Agroforestry, the deliberate combination of woody plants and agriculture, is one of the measures to protect the environment and the climate. The European Union uses Agro-Environmental Indicators (AEI) to assess the success of these measures and its environmental policy. If agro-ecological elements such as agroforestry are to be recognised as valuable by practitioners and policy makers, and if their development is to be monitored, they need to be visible at the level of the AEI.
We have therefore identified categories of indicators from five legal frameworks (EU 8th Environment Action Programme, Common Agricultural Policy (CAP), Carbon Removals Framework, Soil Monitoring and Resilience Directive, Nature Restoration Law) that are relevant to the assessment of the impact of agroforestry. Twelve impact indicators have been identified as most relevant for farm-scale monitoring of their impact.At present, however, each country, legal framework or sector uses its own indicators, and while some data is collected at local level, it is often only reported as aggregated data at Member State level.

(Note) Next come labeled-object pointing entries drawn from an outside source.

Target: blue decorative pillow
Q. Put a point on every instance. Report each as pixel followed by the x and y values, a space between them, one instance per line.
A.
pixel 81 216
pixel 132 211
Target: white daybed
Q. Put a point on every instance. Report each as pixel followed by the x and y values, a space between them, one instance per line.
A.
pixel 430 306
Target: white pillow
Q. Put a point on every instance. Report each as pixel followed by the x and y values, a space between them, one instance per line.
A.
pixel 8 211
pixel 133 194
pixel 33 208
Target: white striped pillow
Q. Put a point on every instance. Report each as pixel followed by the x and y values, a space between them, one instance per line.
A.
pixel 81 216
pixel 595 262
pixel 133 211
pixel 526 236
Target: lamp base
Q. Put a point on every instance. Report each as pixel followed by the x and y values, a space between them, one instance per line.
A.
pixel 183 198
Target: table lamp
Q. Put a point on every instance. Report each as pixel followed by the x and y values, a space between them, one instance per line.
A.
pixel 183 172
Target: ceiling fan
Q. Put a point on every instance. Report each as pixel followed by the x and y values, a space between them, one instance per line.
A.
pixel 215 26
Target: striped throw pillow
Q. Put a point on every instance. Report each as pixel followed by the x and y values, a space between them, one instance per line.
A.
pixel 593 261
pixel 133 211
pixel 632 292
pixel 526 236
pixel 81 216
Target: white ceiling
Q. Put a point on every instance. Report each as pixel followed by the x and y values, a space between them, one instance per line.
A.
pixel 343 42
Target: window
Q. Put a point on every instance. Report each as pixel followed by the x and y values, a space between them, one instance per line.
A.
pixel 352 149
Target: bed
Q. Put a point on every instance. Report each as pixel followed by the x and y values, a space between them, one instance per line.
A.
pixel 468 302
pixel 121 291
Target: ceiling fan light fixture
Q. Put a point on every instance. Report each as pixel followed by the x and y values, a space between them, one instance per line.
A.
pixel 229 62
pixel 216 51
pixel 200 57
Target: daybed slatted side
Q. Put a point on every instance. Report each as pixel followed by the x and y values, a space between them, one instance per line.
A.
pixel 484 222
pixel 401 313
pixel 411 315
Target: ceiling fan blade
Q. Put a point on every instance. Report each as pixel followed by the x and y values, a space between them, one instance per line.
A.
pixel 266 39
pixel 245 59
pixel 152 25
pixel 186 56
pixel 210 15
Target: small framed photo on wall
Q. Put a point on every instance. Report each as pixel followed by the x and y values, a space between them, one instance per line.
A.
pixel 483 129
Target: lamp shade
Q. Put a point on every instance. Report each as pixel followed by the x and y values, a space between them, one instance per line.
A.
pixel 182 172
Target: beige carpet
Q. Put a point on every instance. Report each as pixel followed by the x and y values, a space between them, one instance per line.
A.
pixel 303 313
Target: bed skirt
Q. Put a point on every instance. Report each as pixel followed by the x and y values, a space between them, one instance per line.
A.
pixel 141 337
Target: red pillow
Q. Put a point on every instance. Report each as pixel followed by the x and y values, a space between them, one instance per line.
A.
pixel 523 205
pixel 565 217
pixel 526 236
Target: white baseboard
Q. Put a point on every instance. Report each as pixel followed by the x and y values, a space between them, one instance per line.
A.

This prevents local decision-makers or practitioners from using the informatin.
As part of the DigitAF project, a HorizonEurope project on digital tools for agroforestry, we selected a DigitAF farm as a case study and evaluated the current situation of how agroforestry is reflected (or not reflected) in the AEI. Based on the rather negative results, we outline possibilities for better representation in the AEI using existing environmental databases, but also identify bottlenecks in data availability and resolution. Finally, we make several recommendations for improving data collection and provision, e.g. at the LPIS level.
The benefits of agroforestry can only be communicated if they can be 'seen' at local level and in practice. In other words, if we want to use the AEI as reporting tool, we need to provide data at field or farm level. This would allow policy makers and practitioners to use it, and thus show the best way to quantify the impact of newly introduced agroforestry.